相鉄の新型車両「13000系」が到着!2026年春の営業運転開始に向けて準備が進行中

相模鉄道株式会社は、2026年春から営業運転を開始する予定の新型車両「13000系」が、11月12日にかしわ台車両センターに到着したことを発表しました。この新型車両は、約1年の期間をかけて横浜市金沢区の総合車両製作所で製造されました。今後は車両整備や各種試験、乗務員訓練を行い、春の営業運転開始に向けた準備を進めるとしています。

海の生き物をイメージした洗練されたデザイン

13000系は「安全×安心×エレガント×未来」をデザインコンセプトに掲げた新型車両です。前面は「水を切り拓いて進む海の生き物」をイメージした流麗な造形を採用しており、前照灯は「未来を見つめる目」を表現したデザインになっています。

車体色には、横浜をイメージした濃紺色「YOKOHAMA NAVYBLUE」を用いており、前面中央部にはマット調の同色を新たに導入しました。このように、デザイン面でも横浜らしさを表現する工夫が施されています。

快適性と環境への配慮を両立させた設計

13000系には、利用者の快適性を高めるための様々な工夫が施されています。相鉄線の特徴でもある「車内の鏡」を設置し、時間帯で変化する調色調光式のLED照明を採用しています。さらに、2016年度グッドデザイン賞を受賞した「つり革」を採用し、座席は座り心地を改良したランダムパターンを施した汚れが目立たない生地を採用しています。

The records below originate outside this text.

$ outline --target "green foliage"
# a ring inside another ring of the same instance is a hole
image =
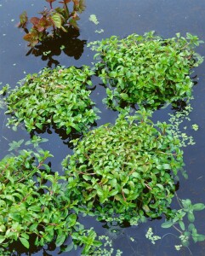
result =
[[[172,124],[173,135],[179,138],[181,147],[186,147],[187,145],[195,144],[193,137],[186,134],[185,130],[187,126],[185,126],[185,121],[191,121],[189,114],[192,110],[193,108],[189,104],[185,106],[185,108],[181,111],[176,112],[175,113],[169,113],[169,122]],[[182,131],[182,128],[184,128],[185,131]]]
[[[44,162],[50,156],[48,151],[22,150],[0,161],[1,247],[14,241],[26,248],[31,242],[43,246],[53,241],[60,247],[71,236],[71,248],[84,246],[82,253],[88,255],[101,243],[94,230],[77,222],[77,201],[71,201],[65,177],[49,173]]]
[[[194,51],[200,43],[190,33],[186,38],[178,33],[163,39],[153,32],[90,43],[99,52],[95,55],[100,60],[95,64],[99,76],[108,85],[105,102],[113,108],[124,102],[157,108],[190,98],[193,87],[190,70],[202,61]]]
[[[71,196],[86,206],[86,213],[139,221],[168,211],[183,152],[170,126],[148,117],[145,109],[134,116],[125,111],[115,125],[106,124],[73,141],[74,154],[63,166]]]
[[[24,28],[26,34],[24,39],[29,42],[29,46],[34,47],[39,42],[42,42],[52,37],[54,34],[57,35],[63,31],[67,32],[67,28],[71,26],[78,29],[77,21],[79,20],[77,13],[82,13],[85,9],[84,0],[63,0],[59,2],[61,7],[53,9],[53,2],[56,0],[46,0],[50,4],[50,9],[44,9],[40,14],[42,16],[31,17],[30,22],[32,27],[30,31],[27,29],[28,17],[27,13],[24,11],[20,15],[19,27]],[[68,4],[72,3],[72,11],[69,11]],[[51,32],[48,32],[53,29]]]
[[[55,236],[59,244],[63,243],[65,232],[77,225],[77,216],[68,212],[75,203],[72,206],[62,193],[59,183],[65,178],[57,172],[53,176],[42,170],[49,169],[44,164],[49,156],[48,151],[23,150],[18,156],[0,161],[2,246],[20,240],[28,248],[31,234],[36,235],[36,245],[43,246]]]
[[[16,127],[23,121],[28,131],[49,124],[65,129],[66,134],[86,131],[98,119],[86,86],[92,85],[92,74],[83,66],[83,69],[44,68],[39,74],[27,75],[6,98],[6,113],[12,115],[8,125]]]
[[[197,233],[197,230],[194,225],[195,215],[194,212],[202,211],[205,209],[205,205],[202,203],[196,203],[192,205],[191,200],[180,200],[179,202],[181,209],[172,210],[168,214],[168,221],[162,224],[162,228],[174,227],[177,231],[179,232],[179,239],[181,246],[188,247],[190,240],[192,239],[194,242],[202,241],[205,240],[205,236]],[[187,218],[189,222],[188,226],[185,226],[185,218]],[[180,245],[176,246],[176,249],[180,249]]]

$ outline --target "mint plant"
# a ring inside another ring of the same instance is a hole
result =
[[[205,240],[205,236],[199,234],[194,224],[195,212],[205,209],[205,205],[202,203],[192,204],[190,199],[179,200],[181,208],[179,210],[172,210],[167,215],[168,220],[162,224],[162,228],[174,227],[175,230],[179,232],[180,245],[177,246],[177,249],[180,249],[181,246],[188,247],[190,241],[192,240],[194,242],[202,241]],[[185,225],[185,217],[189,224]]]
[[[156,109],[190,98],[191,69],[202,61],[195,47],[202,42],[190,33],[163,39],[150,32],[90,43],[98,52],[97,73],[107,86],[105,102],[113,108],[126,102]]]
[[[82,211],[94,212],[99,219],[117,214],[128,221],[167,212],[183,167],[179,141],[169,128],[153,124],[144,109],[134,116],[121,113],[114,125],[74,140],[74,154],[63,166]]]
[[[45,163],[50,156],[42,149],[21,150],[0,160],[0,251],[15,241],[26,248],[51,241],[60,247],[69,236],[67,250],[83,246],[82,255],[101,245],[94,230],[77,222],[78,202],[71,201],[65,177],[51,173]]]
[[[54,124],[67,135],[71,131],[83,132],[98,119],[97,108],[89,98],[94,73],[88,67],[44,68],[41,73],[28,74],[19,86],[9,91],[6,102],[8,125],[15,129],[24,122],[29,132],[43,130]]]

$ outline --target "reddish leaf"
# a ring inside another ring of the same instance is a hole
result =
[[[38,32],[43,32],[51,26],[52,23],[48,20],[47,20],[45,17],[42,17],[39,20],[38,23],[34,26],[37,28]]]
[[[24,11],[20,15],[20,24],[18,25],[19,27],[26,27],[26,23],[28,21],[28,16],[27,13]]]
[[[33,24],[33,26],[37,26],[37,24],[39,23],[40,19],[37,17],[32,17],[31,18],[30,21]]]
[[[24,39],[28,41],[30,44],[29,45],[34,47],[38,43],[38,37],[36,32],[31,32],[24,36]]]
[[[46,2],[48,2],[49,3],[51,3],[54,2],[54,1],[56,1],[56,0],[46,0]]]

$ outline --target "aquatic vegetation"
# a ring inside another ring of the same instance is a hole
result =
[[[189,99],[194,84],[191,69],[202,61],[195,52],[201,43],[190,33],[163,39],[154,32],[90,43],[98,52],[97,73],[107,86],[105,102],[112,108],[126,102],[155,109]]]
[[[126,111],[114,125],[104,125],[72,141],[74,154],[63,166],[82,211],[94,212],[99,219],[118,214],[138,222],[169,211],[184,165],[179,141],[169,128],[153,124],[145,109],[134,116]]]
[[[24,28],[26,35],[24,39],[29,42],[29,46],[34,47],[39,42],[48,37],[58,34],[60,31],[66,32],[69,26],[78,29],[77,21],[79,20],[77,13],[85,9],[84,0],[63,0],[59,2],[61,7],[53,8],[53,3],[56,0],[46,0],[49,3],[49,9],[45,8],[40,14],[42,16],[31,17],[30,23],[32,27],[28,31],[28,17],[26,11],[20,15],[19,27]],[[68,5],[72,3],[72,11],[69,10]],[[50,32],[51,29],[51,32]]]
[[[88,255],[91,246],[94,249],[101,242],[77,222],[77,201],[70,200],[65,177],[51,173],[45,163],[50,156],[42,149],[22,150],[0,161],[1,247],[14,241],[26,248],[53,241],[60,247],[71,236],[69,247],[84,246],[82,254]]]
[[[44,125],[54,124],[66,134],[71,131],[87,131],[98,119],[97,108],[89,98],[94,72],[88,67],[82,69],[71,67],[44,68],[40,73],[28,74],[20,85],[9,91],[5,99],[12,116],[8,125],[16,127],[24,122],[29,132],[43,130]]]
[[[168,220],[162,224],[162,228],[168,229],[173,227],[178,233],[179,233],[179,240],[180,244],[175,245],[175,249],[179,251],[183,247],[185,247],[189,249],[188,247],[191,240],[192,240],[194,242],[203,241],[205,240],[205,236],[202,234],[198,234],[194,224],[194,212],[204,210],[205,205],[203,203],[192,204],[190,199],[180,200],[178,197],[177,199],[180,206],[180,209],[172,209],[172,211],[170,211],[166,216]],[[187,218],[186,220],[185,220],[185,217]],[[163,239],[168,235],[177,236],[173,233],[167,233],[162,237],[153,235],[152,229],[149,228],[145,237],[151,240],[151,243],[153,244],[156,243],[156,241]]]

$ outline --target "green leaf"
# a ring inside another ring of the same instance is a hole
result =
[[[58,235],[55,241],[56,247],[60,247],[64,243],[65,238],[66,238],[65,234]]]
[[[162,228],[164,228],[164,229],[168,229],[170,227],[173,226],[173,222],[172,221],[166,221],[164,223],[162,224],[161,227]]]
[[[22,245],[24,247],[26,247],[27,249],[29,248],[30,245],[29,245],[29,242],[28,242],[27,239],[23,238],[23,237],[20,237],[20,242],[22,243]]]
[[[193,210],[194,211],[202,211],[205,209],[205,205],[202,203],[197,203],[193,205]]]
[[[188,219],[190,222],[194,222],[195,221],[195,217],[194,217],[194,214],[192,212],[188,212]]]

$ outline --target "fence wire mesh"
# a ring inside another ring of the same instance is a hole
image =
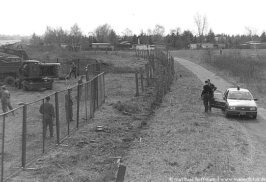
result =
[[[55,112],[52,130],[44,124],[41,113],[47,96],[0,115],[2,181],[54,145],[63,144],[66,137],[94,117],[104,102],[104,76],[99,71],[99,63],[91,61],[82,73],[86,81],[49,95]]]

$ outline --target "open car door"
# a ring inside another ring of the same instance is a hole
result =
[[[214,92],[214,98],[211,98],[210,105],[212,108],[225,109],[225,98],[224,94],[220,90],[216,90]]]

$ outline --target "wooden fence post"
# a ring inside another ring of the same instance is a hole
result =
[[[137,97],[139,96],[139,82],[138,80],[138,73],[136,72],[135,73],[135,78],[136,78],[136,96]]]
[[[59,99],[58,97],[58,92],[56,92],[56,125],[57,127],[57,144],[59,145],[60,141],[60,125],[59,122]]]
[[[143,85],[143,71],[142,68],[140,68],[140,71],[141,74],[141,91],[143,92],[144,91],[144,86]]]
[[[126,169],[126,166],[123,165],[123,164],[119,165],[119,167],[118,167],[118,172],[117,172],[117,176],[116,177],[116,181],[124,181]]]

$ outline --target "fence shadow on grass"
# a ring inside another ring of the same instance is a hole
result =
[[[104,74],[99,70],[95,60],[87,65],[86,82],[49,95],[55,112],[53,137],[48,126],[45,136],[39,111],[48,96],[0,115],[1,181],[20,169],[34,169],[28,164],[55,145],[64,145],[66,137],[94,117],[104,102]]]

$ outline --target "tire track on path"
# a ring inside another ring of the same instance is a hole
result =
[[[178,58],[174,58],[174,60],[195,74],[202,82],[202,85],[205,80],[209,79],[211,82],[217,87],[217,89],[221,90],[223,93],[224,93],[228,88],[236,87],[228,83],[215,73],[193,62]],[[259,98],[258,99],[259,100]],[[235,120],[251,132],[257,139],[257,141],[262,143],[266,148],[266,110],[265,109],[258,108],[258,116],[256,120],[238,120],[233,118],[228,119]]]

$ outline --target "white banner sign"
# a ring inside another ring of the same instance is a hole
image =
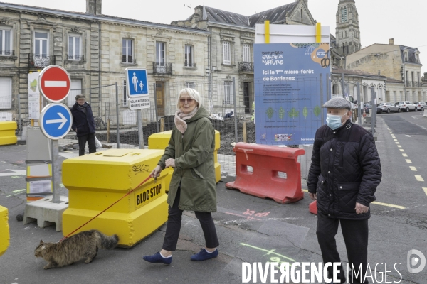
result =
[[[129,109],[149,109],[149,97],[129,98],[127,102]]]

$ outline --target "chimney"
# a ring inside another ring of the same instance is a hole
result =
[[[102,0],[86,0],[86,13],[101,15]]]

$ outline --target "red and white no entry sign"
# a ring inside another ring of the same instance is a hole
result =
[[[38,89],[51,102],[65,99],[71,88],[70,75],[60,66],[45,67],[38,76]]]

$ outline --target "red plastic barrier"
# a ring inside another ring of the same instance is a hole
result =
[[[317,214],[317,201],[315,200],[308,205],[308,211],[315,215]]]
[[[226,187],[276,202],[295,202],[304,198],[301,190],[301,165],[298,156],[304,149],[238,143],[236,181]],[[253,171],[248,170],[252,167]],[[286,175],[284,175],[284,173]]]

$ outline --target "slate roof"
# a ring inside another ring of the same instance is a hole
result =
[[[290,3],[249,16],[204,6],[202,20],[251,28],[265,20],[270,21],[270,23],[283,23],[286,21],[286,14],[292,12],[297,4],[297,2]]]

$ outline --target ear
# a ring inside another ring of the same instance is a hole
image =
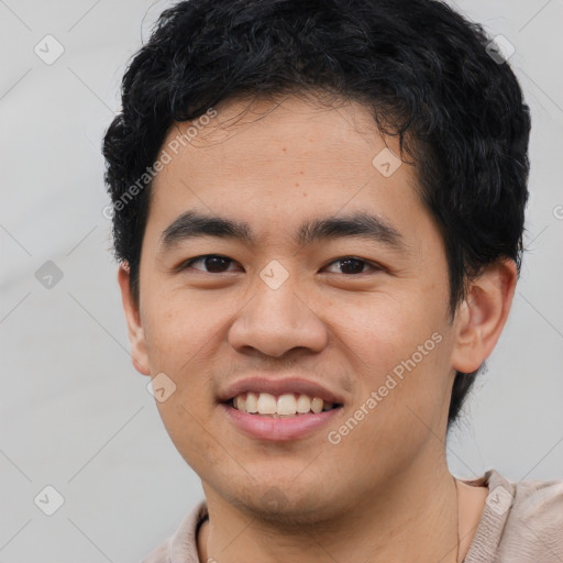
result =
[[[121,288],[121,300],[129,329],[129,342],[133,356],[133,366],[143,375],[151,375],[148,367],[148,354],[141,314],[137,305],[134,302],[130,287],[130,272],[126,263],[121,264],[118,271],[118,283]]]
[[[517,279],[515,262],[501,260],[472,280],[455,313],[454,369],[474,372],[492,354],[508,319]]]

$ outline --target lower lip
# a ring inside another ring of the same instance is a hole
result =
[[[306,438],[328,426],[342,410],[342,407],[324,410],[318,415],[300,415],[290,418],[272,418],[268,416],[250,415],[229,405],[220,405],[236,428],[260,440],[287,442]]]

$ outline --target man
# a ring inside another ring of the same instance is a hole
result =
[[[122,100],[133,362],[206,495],[146,561],[563,560],[562,482],[445,460],[522,252],[499,44],[435,1],[192,0]]]

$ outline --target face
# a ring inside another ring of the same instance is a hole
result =
[[[292,97],[225,103],[168,150],[129,321],[135,366],[165,374],[159,413],[208,498],[328,518],[443,456],[459,336],[444,246],[416,168],[393,172],[384,150],[363,106]],[[206,218],[240,228],[213,234]],[[307,410],[301,395],[330,410]]]

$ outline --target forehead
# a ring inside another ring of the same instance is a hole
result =
[[[153,183],[150,216],[156,214],[159,234],[194,208],[252,222],[258,234],[295,219],[285,229],[294,233],[311,216],[372,210],[400,225],[423,212],[416,170],[400,164],[398,140],[384,140],[363,104],[243,99],[214,112],[203,125],[177,123],[167,135],[165,151],[191,125],[190,142]],[[376,167],[385,152],[398,165],[387,176]]]

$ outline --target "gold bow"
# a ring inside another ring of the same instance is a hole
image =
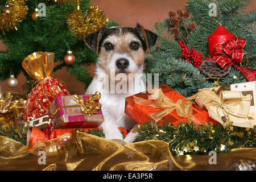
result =
[[[3,96],[0,94],[0,121],[8,122],[16,121],[22,115],[22,107],[24,102],[23,99],[18,101],[12,101],[13,96],[7,92]]]
[[[191,97],[202,107],[205,107],[210,117],[224,125],[224,117],[233,125],[253,127],[253,120],[248,117],[252,96],[242,95],[239,91],[221,91],[218,97],[214,92],[205,89]]]
[[[35,52],[24,58],[22,67],[31,78],[42,80],[53,71],[54,59],[54,53]]]
[[[187,101],[188,98],[181,98],[175,103],[164,95],[162,89],[154,89],[153,93],[150,96],[154,101],[145,100],[133,96],[134,102],[137,104],[163,109],[163,110],[151,114],[148,118],[149,121],[153,119],[156,123],[165,115],[176,109],[177,114],[183,118],[189,118],[195,123],[203,123],[203,121],[199,121],[192,115],[193,102],[191,101]]]
[[[101,93],[96,92],[94,95],[90,96],[89,100],[84,100],[82,97],[77,94],[73,97],[81,108],[82,113],[84,114],[85,118],[86,114],[92,115],[97,114],[101,107],[101,104],[96,104],[96,101],[99,101],[101,98]]]

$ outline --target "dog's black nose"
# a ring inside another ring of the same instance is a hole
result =
[[[124,58],[119,59],[115,61],[117,67],[122,69],[125,69],[129,65],[129,61]]]

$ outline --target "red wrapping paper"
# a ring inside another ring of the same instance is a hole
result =
[[[179,99],[185,98],[167,85],[162,85],[159,88],[161,88],[164,94],[175,102],[176,102]],[[147,92],[146,93],[140,93],[134,96],[148,100],[149,95],[150,95],[150,93]],[[208,113],[206,110],[203,109],[196,104],[193,104],[192,107],[193,115],[199,120],[205,123],[209,122],[212,122],[213,123],[218,123],[209,116]],[[160,110],[163,110],[163,109],[135,104],[133,96],[126,98],[125,113],[139,124],[150,122],[148,121],[148,116],[152,113],[155,113]],[[186,122],[187,119],[178,115],[176,110],[174,110],[168,115],[163,117],[158,123],[162,123],[166,122],[171,122],[174,125],[177,126],[181,122]]]

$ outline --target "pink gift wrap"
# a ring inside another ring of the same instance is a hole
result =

ドア上には17インチの液晶式案内表示器を設置し、乗客への情報提供を強化しました。

環境への配慮も重視されており、12000系と同型のIGBTタイプのVVVFインバータ制御装置の採用や、室内灯・各種灯火類のLED化により消費電力を抑制しています。相模鉄道の既存車両と比較して、1両当たりの走行にかかる電力使用量を最大39%抑制し、およそ年間33.3トンのCO2排出を削減することができるとのことです。

安全性の向上に向けた最新技術

13000系には、安全・安心を確保するための最新技術も導入されています。車内防犯カメラの解像度およびフレームレートを向上させ、より高精度な監視体制を実現しました。また、ホームドア設置駅で自動停車可能なTASC(定位置停止装置)に対応しており、乗客の安全をさらに高めています。

相鉄キャラクター「そうにゃん」も同乗した輸送

11月11日の未明、13000系は蓄電池式牽引車に牽引される形で総合車両製作所を出発しました。その際、運転台には相模鉄道のキャラクター「そうにゃん」のぬいぐるみが乗せられ、貴重な輸送の様子が公開されました。前面はシートで覆われた状態での輸送でしたが、相鉄グループ公式ウェブサイトや相模鉄道公式YouTubeチャンネルにて、DD200形式電気式ディーゼル機関車の運転台に設置したカメラによる映像やドローン撮影の映像など、輸送の様子を詳しく紹介するプロモーション動画が公開されています。

1編成8両で2026年春に運行開始

13000系の導入編成数は1編成で、総両数は8両です。2026年春の営業運転開始に向けて、現在かしわ台車両センターで車両の整備や各種試験が進められています。乗務員の訓練も並行して実施される予定です。

相模鉄道では、この新型車両の導入により、乗客により安全で快適な乗車環境を提供するとともに、環境負荷を低減させることで、持続可能な公共交通の実現を目指しています。春の営業運転開始に向けて、準備が着々と進行中です。